O Ministério Público Federal e a Polícia Federal deflagraram, na manhã desta terça-feira (10), a Operação Costeau, que apura a atuação de um grupo suspeito de enviar cocaína do Brasil para a Europa a partir do Porto de Santos.
Na ação, estão sendo cumpridos três mandados de prisão temporária e oito mandados de busca e apreensão nas cidades de Santos e Valinhos. As ordens judiciais foram expedidas pela 5ª Vara Federal de Santos.
A operação mobiliza mais de 40 policiais federais e conta com cooperação internacional entre autoridades brasileiras e francesas. A investigação é conduzida por uma equipe conjunta de investigação (ECI) formada por integrantes do MPF, da Jurisdição Inter-regional Especializada de Rennes, além de policiais federais dos dois países.
O grupo também tem apoio da Eurojust, responsável por facilitar a cooperação entre autoridades judiciais da União Europeia.
As investigações começaram após autoridades francesas apreenderem 124 quilos de cocaína escondidos em um compartimento submerso — conhecido como seachest — de um navio cargueiro que havia passado pelo Porto de Santos antes de seguir viagem para a Europa.
A droga foi localizada por mergulhadores da guarda costeira francesa e estava embalada com dispositivos eletrônicos de rastreamento, o que indica possível monitoramento do carregamento durante a travessia marítima.
Segundo os investigadores, há indícios de que a cocaína tenha sido colocada na embarcação ainda em território brasileiro, com destino a integrantes da organização criminosa no exterior.

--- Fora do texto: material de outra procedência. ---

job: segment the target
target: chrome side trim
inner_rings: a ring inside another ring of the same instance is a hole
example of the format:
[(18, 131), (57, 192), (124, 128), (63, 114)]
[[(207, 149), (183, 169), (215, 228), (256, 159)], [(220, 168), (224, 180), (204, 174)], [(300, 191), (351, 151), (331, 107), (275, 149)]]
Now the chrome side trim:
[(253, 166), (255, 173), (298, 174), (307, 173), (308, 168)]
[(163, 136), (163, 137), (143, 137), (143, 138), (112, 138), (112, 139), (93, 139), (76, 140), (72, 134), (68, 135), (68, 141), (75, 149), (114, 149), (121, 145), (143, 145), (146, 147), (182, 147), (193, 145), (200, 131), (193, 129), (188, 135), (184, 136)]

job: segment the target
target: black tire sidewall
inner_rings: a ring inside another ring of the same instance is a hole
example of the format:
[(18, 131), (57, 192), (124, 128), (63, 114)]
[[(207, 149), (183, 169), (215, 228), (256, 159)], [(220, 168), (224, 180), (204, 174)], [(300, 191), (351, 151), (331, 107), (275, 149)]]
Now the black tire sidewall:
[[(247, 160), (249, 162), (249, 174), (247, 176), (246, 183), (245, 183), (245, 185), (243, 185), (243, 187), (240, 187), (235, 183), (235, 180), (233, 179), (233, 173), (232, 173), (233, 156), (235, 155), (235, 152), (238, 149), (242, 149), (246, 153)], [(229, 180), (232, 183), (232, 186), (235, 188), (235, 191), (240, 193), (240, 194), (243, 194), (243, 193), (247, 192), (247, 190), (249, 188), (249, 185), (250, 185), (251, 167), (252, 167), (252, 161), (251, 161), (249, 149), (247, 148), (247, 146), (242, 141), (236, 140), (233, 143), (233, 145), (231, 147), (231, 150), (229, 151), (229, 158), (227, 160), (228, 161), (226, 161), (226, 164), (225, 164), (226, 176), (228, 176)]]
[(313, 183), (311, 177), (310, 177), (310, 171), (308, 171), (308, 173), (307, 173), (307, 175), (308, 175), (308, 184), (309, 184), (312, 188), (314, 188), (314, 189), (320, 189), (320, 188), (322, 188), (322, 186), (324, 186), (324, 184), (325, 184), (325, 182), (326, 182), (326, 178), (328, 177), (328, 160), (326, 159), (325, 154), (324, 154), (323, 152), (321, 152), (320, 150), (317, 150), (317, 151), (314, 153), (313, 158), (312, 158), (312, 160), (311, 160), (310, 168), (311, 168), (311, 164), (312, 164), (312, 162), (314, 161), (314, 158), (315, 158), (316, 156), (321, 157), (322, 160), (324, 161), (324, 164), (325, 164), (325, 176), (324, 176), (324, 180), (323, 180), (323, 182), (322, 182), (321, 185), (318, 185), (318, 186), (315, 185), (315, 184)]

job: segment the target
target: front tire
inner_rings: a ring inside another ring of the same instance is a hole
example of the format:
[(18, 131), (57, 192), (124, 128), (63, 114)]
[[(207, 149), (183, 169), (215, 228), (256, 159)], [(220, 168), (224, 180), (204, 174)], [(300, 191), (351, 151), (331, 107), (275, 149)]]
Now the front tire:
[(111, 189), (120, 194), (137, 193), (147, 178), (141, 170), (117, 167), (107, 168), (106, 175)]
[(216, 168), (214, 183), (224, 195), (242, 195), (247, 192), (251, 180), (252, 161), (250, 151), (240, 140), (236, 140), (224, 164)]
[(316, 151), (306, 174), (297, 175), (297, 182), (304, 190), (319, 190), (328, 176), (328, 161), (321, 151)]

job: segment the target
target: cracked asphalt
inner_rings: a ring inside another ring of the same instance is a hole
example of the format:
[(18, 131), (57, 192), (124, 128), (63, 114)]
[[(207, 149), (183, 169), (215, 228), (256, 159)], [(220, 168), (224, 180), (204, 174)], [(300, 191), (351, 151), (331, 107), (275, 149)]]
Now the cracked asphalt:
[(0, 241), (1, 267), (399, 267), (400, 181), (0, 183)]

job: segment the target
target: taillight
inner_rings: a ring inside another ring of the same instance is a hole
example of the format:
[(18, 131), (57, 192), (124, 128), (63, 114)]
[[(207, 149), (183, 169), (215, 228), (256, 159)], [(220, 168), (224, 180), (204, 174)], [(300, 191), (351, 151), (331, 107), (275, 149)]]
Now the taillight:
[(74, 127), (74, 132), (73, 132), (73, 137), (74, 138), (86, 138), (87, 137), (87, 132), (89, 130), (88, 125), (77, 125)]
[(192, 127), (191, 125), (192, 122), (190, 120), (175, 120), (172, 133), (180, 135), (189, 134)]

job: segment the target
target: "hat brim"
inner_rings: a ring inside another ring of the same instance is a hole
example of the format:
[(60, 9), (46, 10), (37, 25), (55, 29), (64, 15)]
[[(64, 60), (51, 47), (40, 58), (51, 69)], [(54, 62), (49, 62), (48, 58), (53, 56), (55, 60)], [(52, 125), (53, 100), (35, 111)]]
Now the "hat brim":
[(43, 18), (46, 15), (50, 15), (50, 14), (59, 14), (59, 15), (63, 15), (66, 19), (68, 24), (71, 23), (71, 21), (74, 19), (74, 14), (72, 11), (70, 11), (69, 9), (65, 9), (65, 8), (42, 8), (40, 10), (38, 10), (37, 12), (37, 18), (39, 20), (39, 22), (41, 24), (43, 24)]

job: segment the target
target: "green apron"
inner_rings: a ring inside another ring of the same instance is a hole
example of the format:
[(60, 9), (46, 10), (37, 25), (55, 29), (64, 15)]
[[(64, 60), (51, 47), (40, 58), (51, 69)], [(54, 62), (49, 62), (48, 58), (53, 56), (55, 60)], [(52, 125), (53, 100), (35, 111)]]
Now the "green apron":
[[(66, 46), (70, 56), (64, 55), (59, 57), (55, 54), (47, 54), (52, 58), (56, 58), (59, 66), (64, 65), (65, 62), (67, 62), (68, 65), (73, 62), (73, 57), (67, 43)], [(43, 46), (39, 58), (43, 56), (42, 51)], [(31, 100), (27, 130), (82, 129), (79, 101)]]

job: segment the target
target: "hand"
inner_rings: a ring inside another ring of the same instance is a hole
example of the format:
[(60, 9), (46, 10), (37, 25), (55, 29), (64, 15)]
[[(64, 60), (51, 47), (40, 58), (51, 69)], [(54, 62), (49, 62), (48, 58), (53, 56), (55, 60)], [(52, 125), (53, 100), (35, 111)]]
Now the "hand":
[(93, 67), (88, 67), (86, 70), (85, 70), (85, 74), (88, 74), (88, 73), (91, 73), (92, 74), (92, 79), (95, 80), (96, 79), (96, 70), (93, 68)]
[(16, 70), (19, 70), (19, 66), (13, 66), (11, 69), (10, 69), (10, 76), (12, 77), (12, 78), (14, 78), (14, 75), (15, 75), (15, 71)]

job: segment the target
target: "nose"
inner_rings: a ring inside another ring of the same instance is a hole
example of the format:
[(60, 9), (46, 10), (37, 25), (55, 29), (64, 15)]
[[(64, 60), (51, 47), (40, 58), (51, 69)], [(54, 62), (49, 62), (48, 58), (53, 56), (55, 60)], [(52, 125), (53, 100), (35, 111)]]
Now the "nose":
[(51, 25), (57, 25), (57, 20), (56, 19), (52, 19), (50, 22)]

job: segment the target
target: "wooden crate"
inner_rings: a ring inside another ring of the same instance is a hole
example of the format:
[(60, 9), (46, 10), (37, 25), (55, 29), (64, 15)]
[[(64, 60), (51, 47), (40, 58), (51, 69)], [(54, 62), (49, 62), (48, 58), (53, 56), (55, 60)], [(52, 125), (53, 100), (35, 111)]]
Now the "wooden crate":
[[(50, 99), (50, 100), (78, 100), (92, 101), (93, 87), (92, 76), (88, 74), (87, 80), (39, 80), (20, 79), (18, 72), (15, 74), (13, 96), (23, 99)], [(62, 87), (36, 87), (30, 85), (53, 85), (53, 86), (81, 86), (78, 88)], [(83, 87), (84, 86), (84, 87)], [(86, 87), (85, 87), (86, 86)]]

Os alvos desta etapa da operação são investigados como possíveis integrantes de um grupo brasileiro especializado no tráfico internacional de drogas.
De acordo com a apuração, os suspeitos atuariam em diferentes etapas da logística do esquema, desde a inserção da droga em navios que partem do Porto de Santos até a movimentação financeira e ocultação de bens obtidos com a atividade criminosa.
As investigações também apontam indícios de lavagem de dinheiro, com uso de veículos e outros bens registrados em nome de terceiros, além da possível utilização de empresas e estruturas logísticas para viabilizar o transporte da droga e disfarçar recursos provenientes do tráfico.
Prisões realizadas na Rennes, no âmbito das investigações sobre o recebimento da droga na Europa, ajudaram a avançar nas apurações conduzidas no Brasil.
Os materiais apreendidos nesta fase da operação serão analisados pela Polícia Federal e pelo Ministério Público Federal para identificar outros integrantes do grupo e aprofundar as investigações.